Travelogue Discovering Northern Netherlands

June 20 July 4 2021 (15 days)


Netherlands > The Brekken Path

Dag 4 - Wednesday 23 June 2021

Today we’re going our separate ways. Marco prefers cycling, and I’m more into hiking. Perfect to each follow our own plan for the day. I’m going to walk a long stretch of the Groot Frieslandpad. I head out early and take the train to Workum. To reach the route, I have to walk the same section from the town center to the station that we did yesterday, but in reverse. The station is about one kilometer outside the center. On the way, I buy two rolls at a bakery and some cold cuts at the butcher’s. My lunch for today is sorted again. From the Merk, the square next to the church, I pick up the route. Yesterday the terraces on the square were full, but now it’s quiet. Some terraces are just being set up again. Right at the start of today’s stage, I pass the Jopie Huisman Museum, which displays the artist’s paintings. I walk past the museum and turn right at St. Werenfridus Church. As I leave Workum, a passerby calls out to me that it’s a nice day for walking. Curious, he asks where I’m headed. I figure he’ll already think IJlst is far, so I don’t mention Sneek. My guess is correct. “Are you going over the Brekkenpaad?” he asks. “You definitely should!” The Brekkenpaad means nothing to me, just like the Frieslandpad means nothing to him. When I show my route on the map, he is reassured that I’ll be walking on the path he meant.

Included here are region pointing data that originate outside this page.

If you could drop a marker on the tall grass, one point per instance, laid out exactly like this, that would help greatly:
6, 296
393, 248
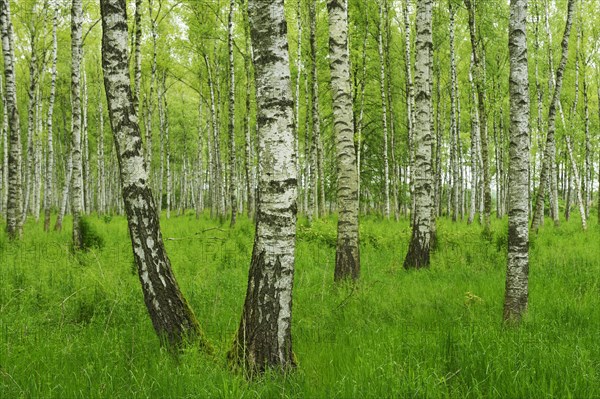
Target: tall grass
75, 326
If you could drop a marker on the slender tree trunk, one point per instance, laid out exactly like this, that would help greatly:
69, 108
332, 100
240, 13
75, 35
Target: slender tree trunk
361, 112
4, 140
419, 247
101, 191
137, 57
85, 149
409, 101
250, 98
48, 197
479, 66
264, 337
347, 263
382, 76
474, 148
316, 124
231, 124
31, 107
76, 177
453, 125
516, 294
171, 316
548, 171
14, 226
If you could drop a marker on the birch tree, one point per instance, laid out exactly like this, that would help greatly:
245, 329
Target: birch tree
76, 176
419, 247
347, 258
171, 316
548, 170
231, 117
14, 226
49, 126
264, 337
515, 300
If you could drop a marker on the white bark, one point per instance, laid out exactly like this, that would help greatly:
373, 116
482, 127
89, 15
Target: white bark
76, 177
419, 247
268, 305
515, 301
347, 263
13, 205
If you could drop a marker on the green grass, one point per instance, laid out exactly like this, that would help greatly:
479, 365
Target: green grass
76, 326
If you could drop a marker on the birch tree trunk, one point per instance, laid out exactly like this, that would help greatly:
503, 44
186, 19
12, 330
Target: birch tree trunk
316, 124
479, 66
101, 186
49, 126
347, 259
231, 124
382, 75
548, 172
264, 337
76, 177
4, 138
137, 57
248, 147
516, 294
171, 316
409, 100
453, 124
419, 247
31, 107
14, 226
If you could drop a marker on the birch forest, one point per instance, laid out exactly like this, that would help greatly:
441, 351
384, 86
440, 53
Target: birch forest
300, 199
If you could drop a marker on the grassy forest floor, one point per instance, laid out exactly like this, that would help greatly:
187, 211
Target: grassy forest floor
76, 326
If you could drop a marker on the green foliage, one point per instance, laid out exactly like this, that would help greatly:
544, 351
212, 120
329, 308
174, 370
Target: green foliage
90, 237
433, 333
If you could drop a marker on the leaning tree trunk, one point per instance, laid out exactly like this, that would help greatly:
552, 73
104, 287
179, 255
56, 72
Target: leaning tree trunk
171, 316
50, 150
515, 300
264, 337
76, 176
419, 247
14, 227
347, 259
231, 122
548, 171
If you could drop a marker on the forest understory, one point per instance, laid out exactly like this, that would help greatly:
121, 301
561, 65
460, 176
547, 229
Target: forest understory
75, 326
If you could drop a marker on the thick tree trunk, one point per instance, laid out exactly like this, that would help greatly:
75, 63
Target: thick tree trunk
49, 125
548, 171
264, 338
515, 300
419, 247
76, 176
347, 259
14, 226
171, 316
231, 122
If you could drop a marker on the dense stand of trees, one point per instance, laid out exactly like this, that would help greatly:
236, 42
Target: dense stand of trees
419, 109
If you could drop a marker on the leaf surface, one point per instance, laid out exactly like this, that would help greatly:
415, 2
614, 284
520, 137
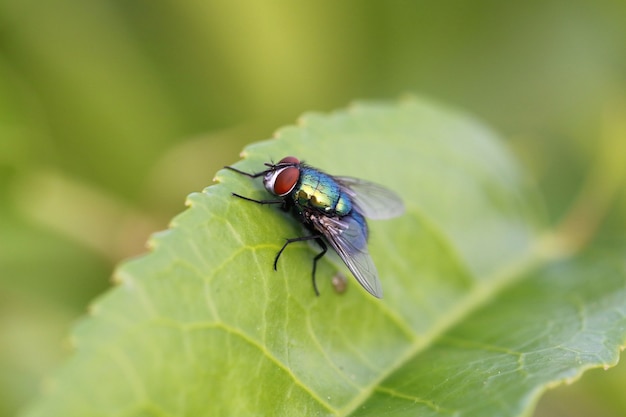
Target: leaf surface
476, 320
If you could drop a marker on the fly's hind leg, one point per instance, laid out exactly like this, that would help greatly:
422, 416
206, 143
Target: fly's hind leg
319, 241
317, 258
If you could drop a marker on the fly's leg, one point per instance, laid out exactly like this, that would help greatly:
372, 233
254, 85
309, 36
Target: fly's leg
247, 174
317, 258
319, 241
259, 201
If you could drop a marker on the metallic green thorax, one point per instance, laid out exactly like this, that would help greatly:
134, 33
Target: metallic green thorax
320, 191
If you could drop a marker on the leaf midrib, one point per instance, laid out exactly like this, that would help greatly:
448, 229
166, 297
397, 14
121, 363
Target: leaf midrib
535, 255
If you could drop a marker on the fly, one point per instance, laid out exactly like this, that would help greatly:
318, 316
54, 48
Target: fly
333, 210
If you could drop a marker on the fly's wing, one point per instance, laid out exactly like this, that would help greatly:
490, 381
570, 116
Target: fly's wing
372, 200
348, 238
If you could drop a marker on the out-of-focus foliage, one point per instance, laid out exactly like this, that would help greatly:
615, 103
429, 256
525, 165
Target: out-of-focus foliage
111, 112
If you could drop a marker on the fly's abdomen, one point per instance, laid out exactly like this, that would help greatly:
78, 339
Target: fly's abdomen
321, 192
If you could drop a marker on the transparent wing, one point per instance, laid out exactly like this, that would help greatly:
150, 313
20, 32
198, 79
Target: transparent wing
348, 238
373, 200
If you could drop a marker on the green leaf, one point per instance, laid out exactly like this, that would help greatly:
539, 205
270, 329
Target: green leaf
478, 316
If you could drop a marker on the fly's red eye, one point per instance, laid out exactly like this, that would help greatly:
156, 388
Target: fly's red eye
286, 180
289, 160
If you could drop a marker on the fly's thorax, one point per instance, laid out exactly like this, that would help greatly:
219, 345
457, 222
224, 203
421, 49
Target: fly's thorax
320, 191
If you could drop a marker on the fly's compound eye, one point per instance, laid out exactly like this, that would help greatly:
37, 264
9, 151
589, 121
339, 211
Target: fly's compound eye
281, 181
289, 160
286, 180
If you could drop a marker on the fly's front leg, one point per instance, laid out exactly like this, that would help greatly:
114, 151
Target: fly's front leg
258, 201
247, 174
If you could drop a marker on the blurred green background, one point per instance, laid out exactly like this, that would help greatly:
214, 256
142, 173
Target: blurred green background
111, 112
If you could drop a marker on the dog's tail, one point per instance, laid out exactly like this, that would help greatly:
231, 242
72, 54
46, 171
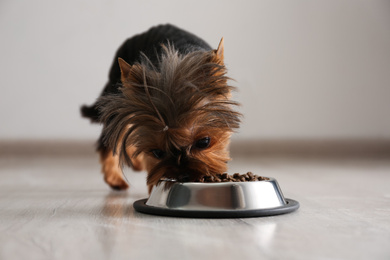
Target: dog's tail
90, 112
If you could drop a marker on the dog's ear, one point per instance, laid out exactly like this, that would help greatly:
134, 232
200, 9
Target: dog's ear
125, 69
219, 51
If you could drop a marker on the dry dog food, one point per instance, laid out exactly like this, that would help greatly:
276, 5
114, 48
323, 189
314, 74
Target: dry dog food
224, 177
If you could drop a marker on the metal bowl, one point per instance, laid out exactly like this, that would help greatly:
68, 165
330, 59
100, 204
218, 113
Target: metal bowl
217, 200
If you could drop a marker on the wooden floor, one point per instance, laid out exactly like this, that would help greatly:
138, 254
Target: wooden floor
56, 206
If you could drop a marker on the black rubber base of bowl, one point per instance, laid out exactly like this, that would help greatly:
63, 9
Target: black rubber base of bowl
291, 206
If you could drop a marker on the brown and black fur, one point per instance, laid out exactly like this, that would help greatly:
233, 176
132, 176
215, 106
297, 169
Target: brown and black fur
166, 109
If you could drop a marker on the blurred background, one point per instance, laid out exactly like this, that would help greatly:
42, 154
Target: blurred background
305, 70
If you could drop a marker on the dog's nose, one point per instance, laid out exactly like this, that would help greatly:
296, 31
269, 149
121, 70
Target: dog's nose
180, 156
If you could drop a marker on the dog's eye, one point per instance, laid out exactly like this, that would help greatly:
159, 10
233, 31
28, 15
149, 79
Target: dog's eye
203, 143
159, 154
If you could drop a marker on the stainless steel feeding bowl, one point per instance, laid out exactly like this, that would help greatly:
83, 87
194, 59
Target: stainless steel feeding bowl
217, 200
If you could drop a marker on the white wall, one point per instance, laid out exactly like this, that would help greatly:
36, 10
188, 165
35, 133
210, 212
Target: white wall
304, 69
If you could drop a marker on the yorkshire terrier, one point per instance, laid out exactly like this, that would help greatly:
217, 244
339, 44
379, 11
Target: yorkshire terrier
166, 109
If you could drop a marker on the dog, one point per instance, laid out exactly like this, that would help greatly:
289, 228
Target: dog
166, 109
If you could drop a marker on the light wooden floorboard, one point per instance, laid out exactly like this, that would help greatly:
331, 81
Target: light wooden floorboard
57, 207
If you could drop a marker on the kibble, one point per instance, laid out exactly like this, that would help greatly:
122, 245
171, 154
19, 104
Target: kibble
224, 177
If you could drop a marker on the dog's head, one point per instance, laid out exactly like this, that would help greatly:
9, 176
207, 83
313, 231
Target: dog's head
177, 113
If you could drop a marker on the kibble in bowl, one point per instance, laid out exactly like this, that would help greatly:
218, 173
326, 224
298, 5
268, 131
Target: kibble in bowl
224, 177
221, 196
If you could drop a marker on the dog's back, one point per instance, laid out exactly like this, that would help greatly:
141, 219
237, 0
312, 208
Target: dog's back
149, 43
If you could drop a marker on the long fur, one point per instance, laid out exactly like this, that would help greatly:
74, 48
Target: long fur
185, 91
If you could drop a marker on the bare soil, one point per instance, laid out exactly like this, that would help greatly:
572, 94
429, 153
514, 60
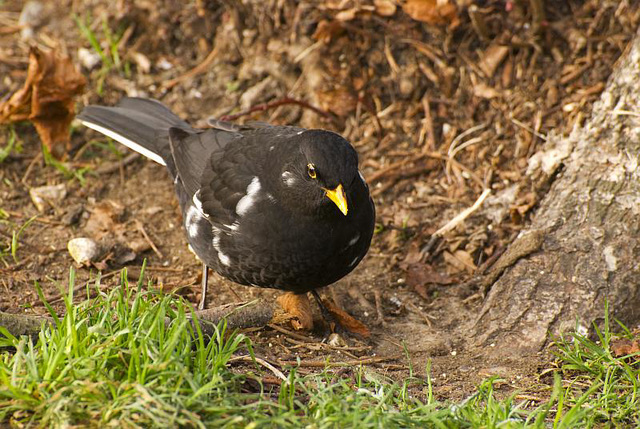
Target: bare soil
436, 112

Netherlands - The road towards the church village of Westhem

An hour later, I arrive in Nijhuizem. Here begins a four-kilometer-long bike path winding through the Fleuzen nature reserve—the Brekkenpaad. On the left is the water of the Aldegeaster Brekken, on the right soggy reed fields. An ideal spot for birds. I hear them singing all around me. I have to agree with the man from this morning—it’s beautiful here. At the end of the path, I pass under the railway again. I walk via the hamlet of Greonterp to Blauwhuis. I’ve covered thirteen kilometers and decide it’s time for coffee. The terrace is just opening. I strike up a conversation with two cyclists heading toward Stavoren. I advise them to be sure to check out the upside-down house in Hindeloopen. At Westhem, the route follows a kerkpad—a narrow church path straight through the meadows. I try to imagine how people in their Sunday best would have walked this path to church. The path is muddy and slippery. A little further along, part of it is even underwater. I detour through the meadow, which is also soggy. I sink a few centimeters into the water, but luckily my hiking boots are waterproof enough to keep it out. The path leads to the church of Abbega. At Pikesyl, a second church path begins. The start isn’t inviting—a narrow strip between a ditch and a fence, with a warning for electric fencing. The narrow path is completely overgrown with tall grasses, and I can barely see where to put my feet. Carefully, I continue, hoping not to slip into the water. After two hundred meters, it gets better. I cross a small bridge and walk straight through the meadow, from red marker to red marker, toward Oosthem.

Netherlands - The sawmill De Rat between IJlst and Sneek

Once again, I end up right at the church. I continue along more passable roads to IJlst. By now, it’s three o’clock and I’m still more than five kilometers from Sneek. Following the bike path past De Rat mill, I walk through lovely scenery back to Sneek. Today’s stage ends at the station. I’ve walked 29 kilometers. Surprisingly, I’m not that tired, nor are my feet very sore. I take a seat at a terrace and order a beer. Marco is on his way too, and a little later he joins me. In the evening, we go into Sneek one last time. At the Indonesian restaurant Klein Azië, we order a small rijsttafel. A perfect ending to our days in Sneek.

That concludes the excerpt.